Using pip: pip install PyMELib

or clone the repository and install it locally:

  1. Clone the repository:
    git clone https://github.com/Dan551Mizrahi/PyMELib.git
    cd PyMELib
  2. Install the package (preferably in a virtual environment):
    pip install .
    or for development:
    pip install -e .

Running

Import the library contents:


from PyMELib.TreeDecompositions import RootedDisjointBranchNiceTreeDecomposition
from PyMELib.PreprocessingAlgorithms import create_factors, calculate_factors_for_mds_enum_iterative
from PyMELib.EnumerationAlgorithms import EnumMHS
from PyMELib.utils.readHypergraphFromFile import read_hypergraph from PyMELib.utils.addConstraints import add_constraints_on_graph

Read your hypergraph:


H = read_hypergraph("path/to/your/hypergraph.hg") # Replace with the actual path to your hypergraph file

Add constraints:


include_in_ds = [1, 2] # Example vertices to include
exclude_from_ds = [3, 4] # Example vertices to exclude
add_constraints_on_graph(H, include_in_ds, exclude_from_ds)

Build tree decomposition:


td = RootedDisjointBranchNiceTreeDecomposition(H, semi_dntd=True)

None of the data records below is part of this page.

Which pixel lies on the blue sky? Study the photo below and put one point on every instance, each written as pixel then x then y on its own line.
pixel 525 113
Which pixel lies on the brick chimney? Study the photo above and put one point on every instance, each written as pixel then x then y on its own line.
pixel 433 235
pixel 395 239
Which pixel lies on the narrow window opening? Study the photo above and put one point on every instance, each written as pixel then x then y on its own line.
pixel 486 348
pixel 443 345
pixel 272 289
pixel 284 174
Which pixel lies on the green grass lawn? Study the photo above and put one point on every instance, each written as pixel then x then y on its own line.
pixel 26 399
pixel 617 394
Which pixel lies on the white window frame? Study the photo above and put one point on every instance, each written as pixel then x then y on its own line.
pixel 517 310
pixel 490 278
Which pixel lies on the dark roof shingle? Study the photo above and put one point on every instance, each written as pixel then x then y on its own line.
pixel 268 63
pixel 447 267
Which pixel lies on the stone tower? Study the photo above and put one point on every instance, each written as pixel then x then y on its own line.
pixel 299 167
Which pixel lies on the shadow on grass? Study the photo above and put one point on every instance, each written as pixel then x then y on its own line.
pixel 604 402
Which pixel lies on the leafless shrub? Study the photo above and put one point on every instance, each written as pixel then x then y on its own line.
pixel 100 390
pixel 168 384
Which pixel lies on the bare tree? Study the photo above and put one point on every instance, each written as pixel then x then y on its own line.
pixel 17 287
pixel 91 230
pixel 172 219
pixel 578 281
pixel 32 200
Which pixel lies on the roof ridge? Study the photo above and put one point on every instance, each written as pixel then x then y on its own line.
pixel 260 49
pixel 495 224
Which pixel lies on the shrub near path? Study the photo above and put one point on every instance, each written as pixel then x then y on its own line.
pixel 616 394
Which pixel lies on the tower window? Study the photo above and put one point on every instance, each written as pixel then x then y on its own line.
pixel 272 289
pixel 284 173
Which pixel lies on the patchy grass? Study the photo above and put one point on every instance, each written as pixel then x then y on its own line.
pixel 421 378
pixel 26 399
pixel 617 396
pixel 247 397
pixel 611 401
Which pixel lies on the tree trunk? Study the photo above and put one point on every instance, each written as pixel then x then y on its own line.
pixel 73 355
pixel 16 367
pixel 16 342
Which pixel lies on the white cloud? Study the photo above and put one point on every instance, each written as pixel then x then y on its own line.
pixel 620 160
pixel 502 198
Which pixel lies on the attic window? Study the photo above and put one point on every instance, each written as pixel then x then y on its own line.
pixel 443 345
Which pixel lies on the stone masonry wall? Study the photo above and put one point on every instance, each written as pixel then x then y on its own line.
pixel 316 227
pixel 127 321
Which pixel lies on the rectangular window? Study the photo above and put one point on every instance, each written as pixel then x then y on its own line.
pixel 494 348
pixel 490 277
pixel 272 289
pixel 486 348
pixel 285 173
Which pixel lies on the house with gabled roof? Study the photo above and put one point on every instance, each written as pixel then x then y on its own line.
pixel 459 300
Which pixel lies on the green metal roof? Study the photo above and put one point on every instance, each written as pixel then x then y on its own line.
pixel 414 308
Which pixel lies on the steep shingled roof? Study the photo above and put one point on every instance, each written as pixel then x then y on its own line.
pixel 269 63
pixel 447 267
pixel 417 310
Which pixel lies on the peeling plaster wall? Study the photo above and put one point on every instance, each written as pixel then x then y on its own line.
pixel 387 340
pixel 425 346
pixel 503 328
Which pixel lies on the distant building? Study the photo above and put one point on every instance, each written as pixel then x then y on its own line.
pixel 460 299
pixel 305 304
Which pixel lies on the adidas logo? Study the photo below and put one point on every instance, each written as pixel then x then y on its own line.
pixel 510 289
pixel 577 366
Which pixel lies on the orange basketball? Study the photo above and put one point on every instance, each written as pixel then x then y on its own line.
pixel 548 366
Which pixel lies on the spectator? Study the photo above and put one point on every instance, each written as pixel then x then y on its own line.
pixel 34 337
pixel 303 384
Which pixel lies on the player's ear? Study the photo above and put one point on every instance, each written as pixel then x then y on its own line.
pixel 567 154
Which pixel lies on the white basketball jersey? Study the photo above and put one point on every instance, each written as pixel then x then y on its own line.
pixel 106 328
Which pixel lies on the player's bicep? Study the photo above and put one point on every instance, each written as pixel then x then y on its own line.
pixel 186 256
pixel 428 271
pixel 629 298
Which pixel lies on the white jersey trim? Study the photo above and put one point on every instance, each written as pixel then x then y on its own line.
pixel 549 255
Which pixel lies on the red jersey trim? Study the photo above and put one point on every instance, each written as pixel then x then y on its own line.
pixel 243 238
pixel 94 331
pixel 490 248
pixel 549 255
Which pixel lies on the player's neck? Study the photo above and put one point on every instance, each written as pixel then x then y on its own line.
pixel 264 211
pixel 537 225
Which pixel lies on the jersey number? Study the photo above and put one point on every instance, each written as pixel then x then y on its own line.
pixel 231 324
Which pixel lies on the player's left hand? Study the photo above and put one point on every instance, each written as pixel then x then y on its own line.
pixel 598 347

Create factors and run the preprocessing phase:


create_factors(td)
calculate_factors_for_mds_enum_iterative(td, options_for_labels=True)

Run the enumeration algorithm:


results = EnumMHS_iterative(td)

results is now a Python generator capable of generating all the minimal hitting sets of the hypergraph.

Examples


from PyMELib.TreeDecompositions import RootedDisjointBranchNiceTreeDecomposition
from PyMELib.PreprocessingAlgorithms import create_factors, calculate_factors_for_mds_enum_iterative
from PyMELib.EnumerationAlgorithms import EnumMHS
from PyMELib.utils.readHypergraphFromFile import read_hypergraph
from PyMELib.utils.addConstraints import add_constraints_on_graph

# 1. Load hypergraph
# Replace with the actual path to your hypergraph file
H = read_hypergraph("path/to/your/hypergraph.hg") 

# 2. create tree decomposition
td = RootedDisjointBranchNiceTreeDecomposition(H, semi_dntd=True)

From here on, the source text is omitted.